Known as an innovator in the use of electronic health records and care delivery models, Geisinger is looking to expand its successful precision health program nationally by leveraging its model of integrating genomics and data science into healthcare.
The integrated health services organization, based in Danville, Penn., has launched the Geisinger National Precision Health Initiative and appointed Huntington Willard, an expert in human genetics and genomics at the University of Chicago, to be director of the effort, which is setting up operations in the Washington, DC, area.
“The addition of Hunt Willard to our already outstanding genomics and precision health team at Geisinger allows us to double down on our bet on this game-changing approach to anticipatory medicine—preventing early-onset cancer, cardiovascular events and other diseases, and keeping people out of hospitals,” said David Feinberg, MD, Geisinger’s president and CEO. “We are already seeing this benefit to our patients in Pennsylvania and New Jersey and are eager to extend this program nationally.”
As part of the initiative, Willard will launch a new Precision Health Innovation Lab designed to tap into discoveries and advances in genomics and data science throughout the Geisinger organization. In particular, the program will leverage Geisinger’s MyCode Community Health Initiative—its major biobank and DNA sequencing study—as well as electronic health data integration.
Launched in 2007, the MyCode Community Health Initiative is a precision medicine project that has enabled Geisinger patients to detect cancer earlier than they might otherwise and to identify heart disease before any clinical symptoms were present.
More than 170,000 patients have signed up to participate in the MyCode Community Health Initiative, which combines clinical data from EHRs with genetics information, according to David Ledbetter, Geisinger’s executive vice president and chief scientific officer.
“We started four years ago, in a partnership with Regeneron Genetics Center in New York, to do what’s called the whole exome sequencing in order to get large-scale genetics information, and now that is up to 92,000 Geisinger patient participants,” says Ledbetter.
He notes that 3 percent to 4 percent of adult patients in the Geisinger healthcare system have a genomic variant mutation that “puts them at very high risk of early onset breast or colon cancer or puts them at very high risk of a heart attack or other cardiovascular event.”
Armed with this information, Ledbetter says clinical reports with these results are put into the EHR and are provided to patients and their primary care physicians, who offer genetic counseling about the medical implications.

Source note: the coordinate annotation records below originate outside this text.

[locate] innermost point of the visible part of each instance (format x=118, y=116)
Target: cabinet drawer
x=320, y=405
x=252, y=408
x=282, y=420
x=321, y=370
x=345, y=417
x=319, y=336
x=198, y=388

“We’re probably the earliest health system anywhere in the world to do this kind of large-scale genetic analysis—but, different from other research projects, we actually report clinically relevant and actionable information to our patients,” adds Ledbetter.
Given the success of its MyCode Community Health Initiative, he says a lot of healthcare systems have contacted Geisinger asking for assistance in implementing precision medicine at their respective facilities. According to Ledbetter, Geisinger’s new National Precision Health Initiative is a response to meet that need around the country.
Provider organizations are looking for “turnkey” precision health services, he contends. “We still don’t have a detailed business plan how we’re going to do that,” acknowledges Ledbetter. “But, we are in discussion with a couple of potential health system partners and working with them.”